Entertainment, Film and Music
Keke Palmer: A darker shade of Cinderella
Though Keke is not the first black girl to play Cinderella – Brandy played the role for the 2007 TV production, co-produced by Whitney Houston, she is the first one to star in a Broadway production of the famous fairy tale.
Keke is not phased by some negative public opinion, readily saying that she is the first black Broadway Cinderella and being hugely thrilled to be given the opportunity. She had visions of herself one day doing a Broadway show, so when she got the part, she called it ‘crazy’ in the best possible sense of the word. What is refreshing to hear her say is that the best part of it is never knowing who will be the audience every night; fame and fortune are not mentioned once!
But then, Keke has been on the acting scene for years, staring as a child actor with big names like Queen Latifah and later with Samuel L. Jackson, so fame has been her companion for a while now. Her list of credits is just as impressive, securing roles in Barbershop 2, Akeela and the Bees and Madea’s Family Reunion to name only a very few.
Keke’s young age (born in 1993) belies a maturity that people twice her age often fail to display. In the world of show business where so much superficiality is practically accepted as the norm, Keke has voiced her wisdom years ago, as a young girl going through a lot of ‘growing pains’ as she calls it, and expressing those pains very publically on social media, where she has 1.5 million Twitter followers. This could have backfired badly, as revealing too much of herself could have damaged her image and credibility, but instead, Keke attracted a huge following of young people who felt their plight and troubles were understood thanks to Keke candidly acknowledging her own.

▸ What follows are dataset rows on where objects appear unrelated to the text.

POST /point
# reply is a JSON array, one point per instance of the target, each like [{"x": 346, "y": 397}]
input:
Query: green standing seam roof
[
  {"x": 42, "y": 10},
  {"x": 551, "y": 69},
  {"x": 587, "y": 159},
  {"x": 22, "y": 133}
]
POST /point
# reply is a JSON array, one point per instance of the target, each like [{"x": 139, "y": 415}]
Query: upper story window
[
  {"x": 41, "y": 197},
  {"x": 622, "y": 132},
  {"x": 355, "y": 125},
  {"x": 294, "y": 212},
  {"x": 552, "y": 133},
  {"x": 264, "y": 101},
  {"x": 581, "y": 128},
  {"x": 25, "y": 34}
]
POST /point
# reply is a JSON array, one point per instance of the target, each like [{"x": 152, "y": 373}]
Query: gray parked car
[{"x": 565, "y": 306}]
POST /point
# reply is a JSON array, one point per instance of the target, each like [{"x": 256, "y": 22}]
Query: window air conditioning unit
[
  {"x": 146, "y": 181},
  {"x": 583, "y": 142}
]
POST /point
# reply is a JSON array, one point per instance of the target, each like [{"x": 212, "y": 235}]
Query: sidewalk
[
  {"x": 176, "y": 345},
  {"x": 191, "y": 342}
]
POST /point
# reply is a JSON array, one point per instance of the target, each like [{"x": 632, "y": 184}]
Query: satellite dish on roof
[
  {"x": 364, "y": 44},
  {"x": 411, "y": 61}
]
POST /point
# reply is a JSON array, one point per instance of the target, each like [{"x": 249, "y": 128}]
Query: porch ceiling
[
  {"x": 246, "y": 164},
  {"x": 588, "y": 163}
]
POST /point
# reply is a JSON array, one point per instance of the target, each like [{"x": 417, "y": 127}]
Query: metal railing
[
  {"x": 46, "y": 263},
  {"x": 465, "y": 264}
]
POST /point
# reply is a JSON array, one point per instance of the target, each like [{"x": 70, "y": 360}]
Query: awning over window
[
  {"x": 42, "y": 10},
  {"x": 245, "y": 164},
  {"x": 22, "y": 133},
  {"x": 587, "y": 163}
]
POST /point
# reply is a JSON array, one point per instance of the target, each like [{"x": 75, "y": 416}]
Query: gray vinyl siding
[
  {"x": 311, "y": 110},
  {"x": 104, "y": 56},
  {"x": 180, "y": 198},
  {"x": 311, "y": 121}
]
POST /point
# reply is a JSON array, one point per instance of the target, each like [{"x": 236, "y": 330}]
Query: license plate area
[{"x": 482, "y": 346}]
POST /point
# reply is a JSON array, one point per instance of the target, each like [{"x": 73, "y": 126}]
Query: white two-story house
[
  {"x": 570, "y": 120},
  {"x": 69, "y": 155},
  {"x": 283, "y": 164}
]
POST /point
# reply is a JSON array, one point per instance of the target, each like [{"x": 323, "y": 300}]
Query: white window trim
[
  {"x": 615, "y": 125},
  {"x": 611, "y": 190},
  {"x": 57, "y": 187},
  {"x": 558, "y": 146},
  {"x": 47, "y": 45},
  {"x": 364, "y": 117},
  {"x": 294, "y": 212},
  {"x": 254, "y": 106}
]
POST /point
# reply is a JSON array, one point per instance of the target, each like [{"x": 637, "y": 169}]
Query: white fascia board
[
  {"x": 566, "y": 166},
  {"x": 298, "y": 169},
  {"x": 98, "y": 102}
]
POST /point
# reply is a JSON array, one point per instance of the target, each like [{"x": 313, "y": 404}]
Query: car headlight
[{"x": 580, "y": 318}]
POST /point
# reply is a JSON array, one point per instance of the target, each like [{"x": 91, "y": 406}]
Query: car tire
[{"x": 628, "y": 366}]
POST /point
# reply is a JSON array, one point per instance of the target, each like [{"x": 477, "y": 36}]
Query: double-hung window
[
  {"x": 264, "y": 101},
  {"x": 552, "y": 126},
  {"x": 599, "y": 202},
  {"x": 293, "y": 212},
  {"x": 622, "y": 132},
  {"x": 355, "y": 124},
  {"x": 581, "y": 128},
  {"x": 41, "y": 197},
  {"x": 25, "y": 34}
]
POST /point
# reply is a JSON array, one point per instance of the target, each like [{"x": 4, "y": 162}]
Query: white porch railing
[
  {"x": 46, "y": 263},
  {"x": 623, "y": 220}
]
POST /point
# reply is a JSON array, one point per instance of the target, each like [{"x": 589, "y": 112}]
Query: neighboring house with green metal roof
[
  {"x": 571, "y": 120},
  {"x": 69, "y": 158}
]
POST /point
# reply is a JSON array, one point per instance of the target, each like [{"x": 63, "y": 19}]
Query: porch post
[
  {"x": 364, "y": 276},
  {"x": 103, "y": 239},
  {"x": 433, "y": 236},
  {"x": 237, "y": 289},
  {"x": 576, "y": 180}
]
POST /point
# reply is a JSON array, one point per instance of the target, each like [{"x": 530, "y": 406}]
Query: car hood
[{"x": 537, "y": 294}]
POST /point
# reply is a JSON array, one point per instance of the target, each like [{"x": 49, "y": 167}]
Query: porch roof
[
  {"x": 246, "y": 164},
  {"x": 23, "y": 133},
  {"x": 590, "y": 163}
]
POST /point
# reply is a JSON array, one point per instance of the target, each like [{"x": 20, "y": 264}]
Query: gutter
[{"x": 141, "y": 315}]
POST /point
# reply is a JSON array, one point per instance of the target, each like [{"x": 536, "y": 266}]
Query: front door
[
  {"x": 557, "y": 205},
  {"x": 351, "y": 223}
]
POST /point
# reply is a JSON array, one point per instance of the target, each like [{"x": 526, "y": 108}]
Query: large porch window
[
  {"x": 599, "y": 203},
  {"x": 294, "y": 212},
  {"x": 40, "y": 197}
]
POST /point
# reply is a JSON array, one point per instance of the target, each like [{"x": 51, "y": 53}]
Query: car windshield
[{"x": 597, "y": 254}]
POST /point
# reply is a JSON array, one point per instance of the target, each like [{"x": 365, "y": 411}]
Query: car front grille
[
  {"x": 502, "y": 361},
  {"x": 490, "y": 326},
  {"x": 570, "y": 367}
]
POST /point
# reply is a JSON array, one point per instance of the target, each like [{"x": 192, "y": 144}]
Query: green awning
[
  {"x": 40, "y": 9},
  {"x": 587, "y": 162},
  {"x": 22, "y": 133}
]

In a previous interview, Keke explained why she was not shying of interacting with her followers, “nothing is ever above a message. If you have a message to tell and to get across, use every situation you can to get that message across. I can teach you something, and you can teach me something, and we can learn how to take what we can use in our own lives, and what we can’t we can just put it to the side. But if you don’t allow yourself to understand, or to embrace that fear of the unknown and learning something new or something different, you’re gonna be stunted — you’re never gonna grow to a higher level.”

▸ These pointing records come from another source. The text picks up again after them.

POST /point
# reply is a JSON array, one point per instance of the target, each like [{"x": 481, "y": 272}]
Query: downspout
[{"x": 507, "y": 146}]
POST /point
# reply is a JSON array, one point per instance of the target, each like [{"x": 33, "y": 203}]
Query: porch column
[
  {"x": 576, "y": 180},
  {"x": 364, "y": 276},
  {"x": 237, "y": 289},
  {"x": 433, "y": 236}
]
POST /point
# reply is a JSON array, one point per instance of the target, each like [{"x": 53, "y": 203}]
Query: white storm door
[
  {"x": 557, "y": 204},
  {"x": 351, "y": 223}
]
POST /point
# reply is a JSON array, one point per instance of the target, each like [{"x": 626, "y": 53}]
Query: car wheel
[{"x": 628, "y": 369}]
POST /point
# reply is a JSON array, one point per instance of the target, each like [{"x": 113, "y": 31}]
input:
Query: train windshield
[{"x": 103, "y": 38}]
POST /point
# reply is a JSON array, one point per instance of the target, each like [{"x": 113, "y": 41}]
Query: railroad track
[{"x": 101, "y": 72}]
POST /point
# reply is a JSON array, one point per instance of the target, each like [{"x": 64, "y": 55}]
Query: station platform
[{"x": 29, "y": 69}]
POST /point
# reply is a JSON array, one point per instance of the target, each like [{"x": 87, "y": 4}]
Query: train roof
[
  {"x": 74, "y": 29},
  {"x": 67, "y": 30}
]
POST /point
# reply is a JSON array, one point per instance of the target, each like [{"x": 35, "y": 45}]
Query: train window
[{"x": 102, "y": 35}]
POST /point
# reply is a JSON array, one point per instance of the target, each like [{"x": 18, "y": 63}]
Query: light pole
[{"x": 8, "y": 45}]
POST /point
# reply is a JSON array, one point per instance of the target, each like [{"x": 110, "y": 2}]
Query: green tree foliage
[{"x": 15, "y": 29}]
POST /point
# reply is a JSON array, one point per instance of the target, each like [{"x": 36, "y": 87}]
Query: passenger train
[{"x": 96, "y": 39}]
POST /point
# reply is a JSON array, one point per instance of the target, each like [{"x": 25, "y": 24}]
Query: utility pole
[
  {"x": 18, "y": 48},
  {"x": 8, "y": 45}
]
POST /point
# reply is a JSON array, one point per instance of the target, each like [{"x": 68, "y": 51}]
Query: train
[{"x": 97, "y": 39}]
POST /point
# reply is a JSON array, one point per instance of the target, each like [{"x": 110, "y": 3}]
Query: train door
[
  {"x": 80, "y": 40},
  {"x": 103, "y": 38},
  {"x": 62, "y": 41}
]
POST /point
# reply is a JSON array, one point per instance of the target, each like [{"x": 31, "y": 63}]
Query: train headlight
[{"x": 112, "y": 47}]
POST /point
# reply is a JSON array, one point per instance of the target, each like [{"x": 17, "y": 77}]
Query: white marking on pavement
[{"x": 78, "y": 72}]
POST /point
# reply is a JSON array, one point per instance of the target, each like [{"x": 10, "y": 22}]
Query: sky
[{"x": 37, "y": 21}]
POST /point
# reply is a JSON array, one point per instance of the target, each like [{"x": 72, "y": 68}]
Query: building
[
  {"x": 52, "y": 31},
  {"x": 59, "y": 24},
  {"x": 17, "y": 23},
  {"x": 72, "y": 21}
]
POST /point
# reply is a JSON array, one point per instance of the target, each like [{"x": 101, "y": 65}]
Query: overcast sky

It was in a way a natural progression for Keke to want to have her own talk show, Just Keke, in order to give a voice to young people of her generation, whom she says fail to have a platform not only to express themselves, but also to be heard and their issues taken seriously. Keke admits to always have been a ‘talker and seeker of truth’. She also says that she has always been interested in the idea of ‘having inner peace and in spreading love — I’ve always been a lover.’
It is no wonder that Keke wants to break a few stereotypes that still stick to people of colour. A black Cinderella is certainly a step in the right direction, but there is more to breaking stereotypes than landing a traditionally ‘white’ character role on Broadway. In a Yahoo TV interview, she talks about dreads being her ‘dream hair’, but does not feel that it would be appropriate yet for her to sport them now. She says that locks have still such a ‘stereotype attached to them within the acting world.’ “Hopefully” she says, “I get to the point where I can stop those types of stereotypes. Braids are different. Brandy broke them in. Braids can be seen on camera, but these days they really do like the ‘regular’ straight hair.”
So here is one stereotype that Keke, despite her deep desire to break it, does not dare yet, for fear of it having repercussions on her career and image. Of course her successful career is not worth jeopardising over some hair style, but she is touching on a rampant and insidious plague that is affecting many people of colour, and which is the inability by all of us across the board, whites and blacks, to accept ourselves and others exactly the way we are, and embracing the full gamut of diversity.
Just like a non-white Cinderella is displeasing to some because we cannot break away from century old conditioning that the girl has to have milky white skin, in a similar fashion, we still decree that black people ‘s hair have to be managed a certain way to be acceptable to the show business masses.
Keke, being aware of this conditioning, will no doubt break it down fully in due course, and the sooner the better, as such stereotypes perpetuate a false myth that black people can only excel if they conform to certain ‘perceived’ acceptable norms.
Well, a black Cinderella is certainly not a norm, and the casting directors of the Broadway show have done a good thing to throw the norm to the wind. They could have gone even one step further and ask Keke to sport some dreadlocks. Now that would have been a true double first on Broadway, one that would have shown the black acting community that just the way they are by nature is absolutely and totally acceptable.
But for now a first black Cinderella will have to do, and as Keke playing the role, it is a very beautiful Cinderella indeed!